Employee Assistance Programs (EAPs) are very experienced with helping individuals and organizations in times of crisis, but the unprecedented scope and circumstances of the Malaysian Air disaster, and the continuing uncertainty about the plane’s fate, have created unique challenges for the EAP professionals working to support the families, friends and employers of Flight 370 passengers.
Paul Yin (Beijing) and Grace Ding (Shanghai), EAP consultants based in China, are part of a team of 22 EAP professionals who have been helping those most affected by the disaster. On March 20, 2014 Paul and Grace were interviewed by the Journal of Employee Assistance and shared some observations and insights on their experience.
They describe the diverse array of support services the EAP team is delivering:
- One-to-one counseling sessions and group support meetings at the hotel where passenger families were staying, especially at the news conferences.
- Educational seminars to assist those providing companionship to family members.

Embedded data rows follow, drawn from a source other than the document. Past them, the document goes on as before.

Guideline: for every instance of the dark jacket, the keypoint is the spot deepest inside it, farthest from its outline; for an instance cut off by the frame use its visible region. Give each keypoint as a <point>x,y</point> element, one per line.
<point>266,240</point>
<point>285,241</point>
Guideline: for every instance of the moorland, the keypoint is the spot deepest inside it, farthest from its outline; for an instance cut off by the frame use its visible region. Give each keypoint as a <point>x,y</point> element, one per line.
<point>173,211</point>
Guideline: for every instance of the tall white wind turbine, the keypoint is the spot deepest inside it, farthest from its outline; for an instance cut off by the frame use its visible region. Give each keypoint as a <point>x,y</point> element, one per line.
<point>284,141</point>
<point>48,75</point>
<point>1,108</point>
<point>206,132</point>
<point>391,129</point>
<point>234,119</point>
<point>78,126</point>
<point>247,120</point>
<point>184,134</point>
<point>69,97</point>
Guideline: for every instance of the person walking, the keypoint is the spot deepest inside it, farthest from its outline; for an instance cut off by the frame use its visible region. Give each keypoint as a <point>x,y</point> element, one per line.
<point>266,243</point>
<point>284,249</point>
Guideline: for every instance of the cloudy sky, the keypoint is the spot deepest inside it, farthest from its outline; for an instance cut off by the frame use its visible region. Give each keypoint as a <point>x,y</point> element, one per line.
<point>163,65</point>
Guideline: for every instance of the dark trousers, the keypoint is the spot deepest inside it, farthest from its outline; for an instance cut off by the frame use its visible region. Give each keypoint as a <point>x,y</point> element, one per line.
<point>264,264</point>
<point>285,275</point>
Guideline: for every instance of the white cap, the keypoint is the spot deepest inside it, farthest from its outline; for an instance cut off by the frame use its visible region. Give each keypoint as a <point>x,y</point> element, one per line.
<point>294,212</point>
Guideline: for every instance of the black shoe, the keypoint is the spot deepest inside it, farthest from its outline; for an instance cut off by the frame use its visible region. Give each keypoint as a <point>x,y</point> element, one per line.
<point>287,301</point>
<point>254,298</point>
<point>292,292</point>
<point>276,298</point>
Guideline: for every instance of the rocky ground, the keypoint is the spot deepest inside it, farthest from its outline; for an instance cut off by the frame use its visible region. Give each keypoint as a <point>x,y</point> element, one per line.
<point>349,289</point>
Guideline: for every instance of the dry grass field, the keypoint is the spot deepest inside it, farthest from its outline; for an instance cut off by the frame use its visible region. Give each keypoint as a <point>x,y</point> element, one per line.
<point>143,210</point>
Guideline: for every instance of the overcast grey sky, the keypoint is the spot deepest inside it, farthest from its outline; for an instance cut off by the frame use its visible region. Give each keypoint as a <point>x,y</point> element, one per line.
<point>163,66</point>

- E-newsletters with articles, such as “How to comfort a grieving person”, which have been read by more than 3,000 people on mobile devices and re-shared by many more through social media channels.
- Two hotlines providing telephonic support and consultation.
- Visits to the homes of elder parents and to company worksites that had employees on the flight
Mr. Yin talked about how important the media was in helping to publicize the availability of the EAP team. He took to wearing the same leather jacket and red and white scarf so he could be easily spotted in a crowd by families who wanted to talk to him.
Mr. Yin said the EAP team recognized early on that the passenger families’ “circle of trust [was] very small and …most members of that circle [were] equally affected emotionally with little ability to support each other.” This was especially true with families that lost their younger members and had only elderly family members remaining.
In response, the EAP team developed an innovative approach to building a support system around the families. They located friends of the missing sons and daughters and helped prepare these friends to offer support to the parents and grandparents.
Every additional day of uncertainty is agonizing for the relatives of the missing. They wait, in grief and pain, for facts about how their loved ones died and for a body to bury.
Our profession should be very proud of the dedicated EAP consultants who wait with them.